A question based on finding the periodicity of function.

Question

Find the periodicity of the function $f(x+1)+f(x-1)=\sqrt2 f(x)$. I tried to solve the problem by replacing $x$ with $(x+1)$ then $(x+2)$ and $(x+3)$. But could not get any answer please help me out as well as tell me the procedure as to how to go about these types of questions.

Answer 1

That's not a function, it's an equation. You want the period of a solution $f(x)$ of the equation.

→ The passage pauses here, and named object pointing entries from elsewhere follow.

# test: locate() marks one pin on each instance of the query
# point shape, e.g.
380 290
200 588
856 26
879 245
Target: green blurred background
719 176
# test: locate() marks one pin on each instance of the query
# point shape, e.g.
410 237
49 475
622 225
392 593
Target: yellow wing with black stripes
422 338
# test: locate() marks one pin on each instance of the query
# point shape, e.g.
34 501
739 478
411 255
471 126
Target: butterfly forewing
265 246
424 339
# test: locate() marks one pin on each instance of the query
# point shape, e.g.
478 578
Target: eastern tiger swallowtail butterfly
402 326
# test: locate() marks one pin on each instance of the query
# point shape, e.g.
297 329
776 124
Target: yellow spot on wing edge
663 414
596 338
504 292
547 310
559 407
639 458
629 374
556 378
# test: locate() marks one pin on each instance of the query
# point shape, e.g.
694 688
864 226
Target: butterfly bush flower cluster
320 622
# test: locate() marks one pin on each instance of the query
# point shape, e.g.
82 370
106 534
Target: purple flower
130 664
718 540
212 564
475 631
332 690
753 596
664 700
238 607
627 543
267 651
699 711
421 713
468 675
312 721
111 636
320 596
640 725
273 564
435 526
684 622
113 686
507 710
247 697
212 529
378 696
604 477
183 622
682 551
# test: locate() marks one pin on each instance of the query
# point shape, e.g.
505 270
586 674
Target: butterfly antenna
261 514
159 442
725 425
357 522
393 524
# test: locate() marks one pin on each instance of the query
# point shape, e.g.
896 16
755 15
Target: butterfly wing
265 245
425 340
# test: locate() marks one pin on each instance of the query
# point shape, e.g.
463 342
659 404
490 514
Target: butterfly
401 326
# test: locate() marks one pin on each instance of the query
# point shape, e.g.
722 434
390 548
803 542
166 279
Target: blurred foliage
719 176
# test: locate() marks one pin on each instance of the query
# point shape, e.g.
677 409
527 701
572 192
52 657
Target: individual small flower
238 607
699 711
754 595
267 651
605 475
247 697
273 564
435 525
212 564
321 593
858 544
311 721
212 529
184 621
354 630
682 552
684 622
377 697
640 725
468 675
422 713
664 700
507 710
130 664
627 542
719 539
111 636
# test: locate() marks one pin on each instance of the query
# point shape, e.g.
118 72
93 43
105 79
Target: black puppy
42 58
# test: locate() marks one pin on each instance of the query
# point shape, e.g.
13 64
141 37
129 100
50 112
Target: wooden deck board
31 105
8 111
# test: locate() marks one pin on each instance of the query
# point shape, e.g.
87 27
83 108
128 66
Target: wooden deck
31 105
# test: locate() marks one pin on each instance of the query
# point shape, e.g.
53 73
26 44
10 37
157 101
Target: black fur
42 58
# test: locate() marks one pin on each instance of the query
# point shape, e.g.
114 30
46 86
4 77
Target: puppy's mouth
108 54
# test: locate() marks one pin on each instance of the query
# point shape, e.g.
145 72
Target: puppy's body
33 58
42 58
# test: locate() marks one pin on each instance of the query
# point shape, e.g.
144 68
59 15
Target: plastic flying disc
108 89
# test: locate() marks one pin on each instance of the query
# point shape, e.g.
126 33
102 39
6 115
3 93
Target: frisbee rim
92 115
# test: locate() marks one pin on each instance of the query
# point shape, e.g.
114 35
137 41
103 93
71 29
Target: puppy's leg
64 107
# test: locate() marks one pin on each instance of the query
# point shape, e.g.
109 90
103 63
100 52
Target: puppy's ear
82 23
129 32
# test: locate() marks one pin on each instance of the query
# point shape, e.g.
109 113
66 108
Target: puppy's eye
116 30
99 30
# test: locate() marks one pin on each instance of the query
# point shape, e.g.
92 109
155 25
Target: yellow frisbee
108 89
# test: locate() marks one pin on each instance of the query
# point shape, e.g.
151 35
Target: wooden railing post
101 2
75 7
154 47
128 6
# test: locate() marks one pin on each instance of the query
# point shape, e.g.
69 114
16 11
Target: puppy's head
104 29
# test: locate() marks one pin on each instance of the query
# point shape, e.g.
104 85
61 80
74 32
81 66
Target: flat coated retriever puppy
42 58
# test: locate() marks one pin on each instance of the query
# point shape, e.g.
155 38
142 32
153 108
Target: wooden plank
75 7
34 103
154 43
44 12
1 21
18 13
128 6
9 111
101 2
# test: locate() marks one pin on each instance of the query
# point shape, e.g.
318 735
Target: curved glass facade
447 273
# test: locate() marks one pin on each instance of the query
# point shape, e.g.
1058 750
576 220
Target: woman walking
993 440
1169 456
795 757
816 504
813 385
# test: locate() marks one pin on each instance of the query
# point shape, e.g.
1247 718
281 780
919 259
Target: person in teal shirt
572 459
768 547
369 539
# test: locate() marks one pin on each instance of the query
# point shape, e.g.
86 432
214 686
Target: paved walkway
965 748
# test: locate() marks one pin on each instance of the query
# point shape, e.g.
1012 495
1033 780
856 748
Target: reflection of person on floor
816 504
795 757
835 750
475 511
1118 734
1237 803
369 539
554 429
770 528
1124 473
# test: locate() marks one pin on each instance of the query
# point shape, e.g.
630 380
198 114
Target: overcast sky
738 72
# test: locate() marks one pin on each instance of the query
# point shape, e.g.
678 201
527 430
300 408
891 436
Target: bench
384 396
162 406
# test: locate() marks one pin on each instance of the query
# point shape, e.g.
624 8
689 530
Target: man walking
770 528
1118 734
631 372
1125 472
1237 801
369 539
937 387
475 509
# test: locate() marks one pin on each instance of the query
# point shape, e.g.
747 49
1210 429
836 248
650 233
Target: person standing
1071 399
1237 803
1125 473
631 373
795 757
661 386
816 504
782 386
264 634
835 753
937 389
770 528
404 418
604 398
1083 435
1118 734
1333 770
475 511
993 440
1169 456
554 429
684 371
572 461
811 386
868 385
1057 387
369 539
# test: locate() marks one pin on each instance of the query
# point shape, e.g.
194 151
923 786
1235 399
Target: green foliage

Hint: Express $f(x)$ in terms of $f(x-1)$ and $f(x-2)$, then in terms of $f(x-2)$ and $f(x-3)$ (by using the expression for $f(x-1)$), then $f(x-3)$ and $f(x-4)$. This should tell you something useful.

Answer 2

Applying the given equation with $x$ changed to $x+1$ in the first term and $x$ change to $x-1$ in the second term we get$$[f(x+2)+f(x)]+[f(x)+f(x-2)]$$ $$=\sqrt 2 f(x+1)+\sqrt 2 f(x-1)=\sqrt2 \sqrt 2f(x)=2f(x).$$ Hence $[f(x+2)+f(x-2)]=0$ or $f(x+2)=-f(x-2)$. Applying this twice you get $f(x+4)=f(x-4)$ or $f(x+8)=f(x)$.